Eerste ervaringen in Laos
Toen we de boot afkwamen in Pakbeng was het een gekkenhuis van locals die hun kamers stonden aan te prijzen (waar overigens geen prijs bij stond, dat moest nog onderhandeld worden). We kozen voor een kamer die ons 40.000 LAK zou kostten, 4 euro dus. Als een soort koeien werden we achterin een auto geladen en naar het hostel gebracht. Gekke ervaring! De kamer was prima. Er zat geen schimmel op de muur, er waren geen ongewenste bezoekers zoals kakkerlakken, de deur kon op slot en de wifi deed het. We hadden in het begin alleen geen stromend water, maar hé, wie hoeft er te douchen na een hele dag op een boot vertoefd te hebben? (;
Bij het avondeten (heerlijke Indiase curry met naanbrood) zagen we de maan in volle glorie boven de Mekong. De maan was zo groot en er kwam zoveel licht vanaf; ik heb nog nooit zoiets gezien.
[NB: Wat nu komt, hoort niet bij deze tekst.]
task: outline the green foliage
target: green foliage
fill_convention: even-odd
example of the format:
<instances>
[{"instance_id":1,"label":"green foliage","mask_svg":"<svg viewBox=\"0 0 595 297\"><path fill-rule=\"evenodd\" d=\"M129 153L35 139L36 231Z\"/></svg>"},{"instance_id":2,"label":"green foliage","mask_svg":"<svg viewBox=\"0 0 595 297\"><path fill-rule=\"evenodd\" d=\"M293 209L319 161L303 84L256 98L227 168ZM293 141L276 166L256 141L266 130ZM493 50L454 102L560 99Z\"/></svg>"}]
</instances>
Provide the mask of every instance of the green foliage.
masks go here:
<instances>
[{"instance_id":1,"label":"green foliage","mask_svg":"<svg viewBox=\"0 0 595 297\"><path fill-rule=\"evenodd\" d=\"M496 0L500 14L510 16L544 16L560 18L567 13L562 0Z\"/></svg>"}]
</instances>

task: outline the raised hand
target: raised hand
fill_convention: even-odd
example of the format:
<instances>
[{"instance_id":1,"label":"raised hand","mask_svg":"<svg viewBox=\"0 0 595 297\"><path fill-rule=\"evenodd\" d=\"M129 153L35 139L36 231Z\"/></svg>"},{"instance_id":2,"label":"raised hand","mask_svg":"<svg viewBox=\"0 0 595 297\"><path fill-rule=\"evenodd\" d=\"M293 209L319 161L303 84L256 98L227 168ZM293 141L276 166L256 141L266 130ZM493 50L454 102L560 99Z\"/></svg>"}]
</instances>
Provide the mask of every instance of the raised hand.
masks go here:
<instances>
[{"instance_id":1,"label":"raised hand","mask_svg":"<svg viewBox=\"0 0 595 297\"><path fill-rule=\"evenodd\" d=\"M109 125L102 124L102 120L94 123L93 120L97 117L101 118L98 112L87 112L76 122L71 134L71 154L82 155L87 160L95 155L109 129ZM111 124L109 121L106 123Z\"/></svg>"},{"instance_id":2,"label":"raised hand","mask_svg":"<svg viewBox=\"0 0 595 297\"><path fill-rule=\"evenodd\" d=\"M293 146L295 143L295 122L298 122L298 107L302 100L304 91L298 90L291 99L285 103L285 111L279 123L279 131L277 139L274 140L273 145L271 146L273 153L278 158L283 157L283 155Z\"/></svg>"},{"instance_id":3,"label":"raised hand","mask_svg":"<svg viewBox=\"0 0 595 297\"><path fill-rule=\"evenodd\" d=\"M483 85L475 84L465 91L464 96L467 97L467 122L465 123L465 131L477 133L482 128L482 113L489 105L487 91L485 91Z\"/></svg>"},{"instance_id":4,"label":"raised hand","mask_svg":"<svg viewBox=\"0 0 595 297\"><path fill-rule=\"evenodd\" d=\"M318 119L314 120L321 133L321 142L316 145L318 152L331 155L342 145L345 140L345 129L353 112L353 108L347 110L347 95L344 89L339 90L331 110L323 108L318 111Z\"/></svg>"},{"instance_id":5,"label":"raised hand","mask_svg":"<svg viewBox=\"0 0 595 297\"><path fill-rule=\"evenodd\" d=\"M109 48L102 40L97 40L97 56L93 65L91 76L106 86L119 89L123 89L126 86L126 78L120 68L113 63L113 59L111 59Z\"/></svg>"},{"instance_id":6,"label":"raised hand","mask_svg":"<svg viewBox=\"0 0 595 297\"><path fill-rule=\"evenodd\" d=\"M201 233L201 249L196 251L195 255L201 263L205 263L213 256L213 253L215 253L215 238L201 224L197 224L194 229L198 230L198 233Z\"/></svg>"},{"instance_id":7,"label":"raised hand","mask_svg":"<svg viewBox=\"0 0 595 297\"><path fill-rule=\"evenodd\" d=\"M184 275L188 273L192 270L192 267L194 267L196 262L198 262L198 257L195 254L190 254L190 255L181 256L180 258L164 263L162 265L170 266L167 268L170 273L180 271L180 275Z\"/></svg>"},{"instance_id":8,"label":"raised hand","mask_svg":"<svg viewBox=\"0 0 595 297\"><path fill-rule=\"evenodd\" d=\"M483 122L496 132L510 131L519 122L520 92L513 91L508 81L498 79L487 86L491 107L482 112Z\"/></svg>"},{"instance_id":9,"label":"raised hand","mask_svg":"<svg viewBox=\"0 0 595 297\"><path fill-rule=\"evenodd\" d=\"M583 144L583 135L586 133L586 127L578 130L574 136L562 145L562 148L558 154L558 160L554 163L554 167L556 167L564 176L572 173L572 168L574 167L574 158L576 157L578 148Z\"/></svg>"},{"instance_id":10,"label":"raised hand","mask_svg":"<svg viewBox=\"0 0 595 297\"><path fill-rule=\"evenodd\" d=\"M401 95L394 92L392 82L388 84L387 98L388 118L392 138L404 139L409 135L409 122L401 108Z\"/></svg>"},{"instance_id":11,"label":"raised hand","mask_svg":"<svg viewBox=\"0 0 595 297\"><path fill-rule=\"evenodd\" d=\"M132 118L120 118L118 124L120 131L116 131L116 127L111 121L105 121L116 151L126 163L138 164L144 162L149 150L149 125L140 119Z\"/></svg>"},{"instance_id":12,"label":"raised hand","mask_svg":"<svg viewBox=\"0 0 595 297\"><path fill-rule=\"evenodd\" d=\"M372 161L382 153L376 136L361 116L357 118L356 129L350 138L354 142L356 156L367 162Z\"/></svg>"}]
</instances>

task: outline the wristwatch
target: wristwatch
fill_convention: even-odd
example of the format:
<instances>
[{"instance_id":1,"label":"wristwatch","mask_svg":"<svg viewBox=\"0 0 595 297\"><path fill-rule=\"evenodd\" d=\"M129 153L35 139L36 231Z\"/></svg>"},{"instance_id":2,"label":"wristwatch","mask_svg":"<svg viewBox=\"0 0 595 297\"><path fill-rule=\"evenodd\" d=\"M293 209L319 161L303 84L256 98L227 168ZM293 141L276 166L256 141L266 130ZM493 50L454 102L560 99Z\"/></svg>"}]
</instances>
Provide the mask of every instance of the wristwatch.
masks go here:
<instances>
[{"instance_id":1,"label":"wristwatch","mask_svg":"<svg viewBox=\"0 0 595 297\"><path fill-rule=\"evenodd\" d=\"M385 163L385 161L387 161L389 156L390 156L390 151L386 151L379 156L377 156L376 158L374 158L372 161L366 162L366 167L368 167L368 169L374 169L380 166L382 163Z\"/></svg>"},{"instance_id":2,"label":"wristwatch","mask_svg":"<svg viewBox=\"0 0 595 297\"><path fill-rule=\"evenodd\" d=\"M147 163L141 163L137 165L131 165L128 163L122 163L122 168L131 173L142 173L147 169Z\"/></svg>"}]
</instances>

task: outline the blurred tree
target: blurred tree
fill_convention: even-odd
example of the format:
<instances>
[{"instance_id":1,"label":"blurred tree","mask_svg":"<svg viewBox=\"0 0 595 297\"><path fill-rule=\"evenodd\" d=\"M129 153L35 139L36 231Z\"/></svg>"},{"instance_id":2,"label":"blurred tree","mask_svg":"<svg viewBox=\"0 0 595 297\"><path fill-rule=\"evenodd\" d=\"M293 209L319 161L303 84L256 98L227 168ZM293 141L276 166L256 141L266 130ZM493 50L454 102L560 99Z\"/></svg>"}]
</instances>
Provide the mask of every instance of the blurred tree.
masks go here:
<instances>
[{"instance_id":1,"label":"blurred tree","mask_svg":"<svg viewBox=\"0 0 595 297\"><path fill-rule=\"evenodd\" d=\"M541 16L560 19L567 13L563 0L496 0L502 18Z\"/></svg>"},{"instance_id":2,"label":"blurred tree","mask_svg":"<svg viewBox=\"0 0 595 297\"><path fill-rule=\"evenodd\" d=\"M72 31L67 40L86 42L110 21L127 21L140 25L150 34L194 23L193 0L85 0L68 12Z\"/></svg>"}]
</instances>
We hebben het geprobeerd vast te leggen, maar dit lukte niet echt. Sommige dingen zijn niet bedoeld voor de camera en dit was er één van. Tot zover reisdag 2.



Reisdag 3: van Pakbeng naar Luang Prabang
Vandaag ging weer vroeg de wekker, omdat om 9 uur de boot vertrok richting Luang Prabang. We hadden gister een ontbijt en lunch pakket geregeld bij het hostel (sandwiches met groente en rijst met groente), waardoor we ons om eten niet druk niet hoefden te maken. We hadden gedacht dat we als ontbijt de sandwiches kregen en als lunch de rijst. Maar, dit is natuurlijk Azië. Dus we kregen om zeven uur ‘s ochtens een bord warme rijst… Tijdens het eten zat een hond vol aanbidding naar Victor en zijn bord eten te kijken. Uit pure ellende ging Vic maar op de tafel staan.
De bootrit was weer prima. Uiteindelijk kwamen we om 16:00 aan in Luang Prabang gebied (daar zo meer over), wat betekende dat we die dag zo’n 7 uur op de boot gezeten hadden.

Luang Prabang stad of Luang Prabang gebied?
Toen we aankwamen was er eerst nogal wat verwarring of we er hier al uit moesten. We waren immers nog niet bij de stad. Toen de motor afsloeg en de persoon die de boot bestuurde verdween werd het wel duidelijk dat dit het eindpunt was. We kwamen dus aan in Luang Prabang gebied en niet de stad zelf. Die lag nog zo’n 10 km verderop.
Voor 20.000 LAK per persoon werden we met een took took (de Laotiaanse equivalent voor een tuk tuk zoals je ze in Thailand ziet) naar het centrum gebracht. Daar moesten we nog eventjes lopen naar ons hotel. Pas in de took took beseften we ons dat we nu écht in Laos waren. De reis op de boot voelde als onderdeel van de reis richting Laos. Wat vooral opviel, is dat Luang Prabang stukken minder op het westen georiënteerd is dan Chiang Mai (of de rest van Thailand). Je ziet ook bijna geen supermarkten, terwijl in Thailand om de zoveel honderd meter een 7/11 te vinden is. Maar wat we ook zagen, is dat het hier prachtig is en dat we ons hier zeer waarschijnlijk goed zouden kunnen vermaken!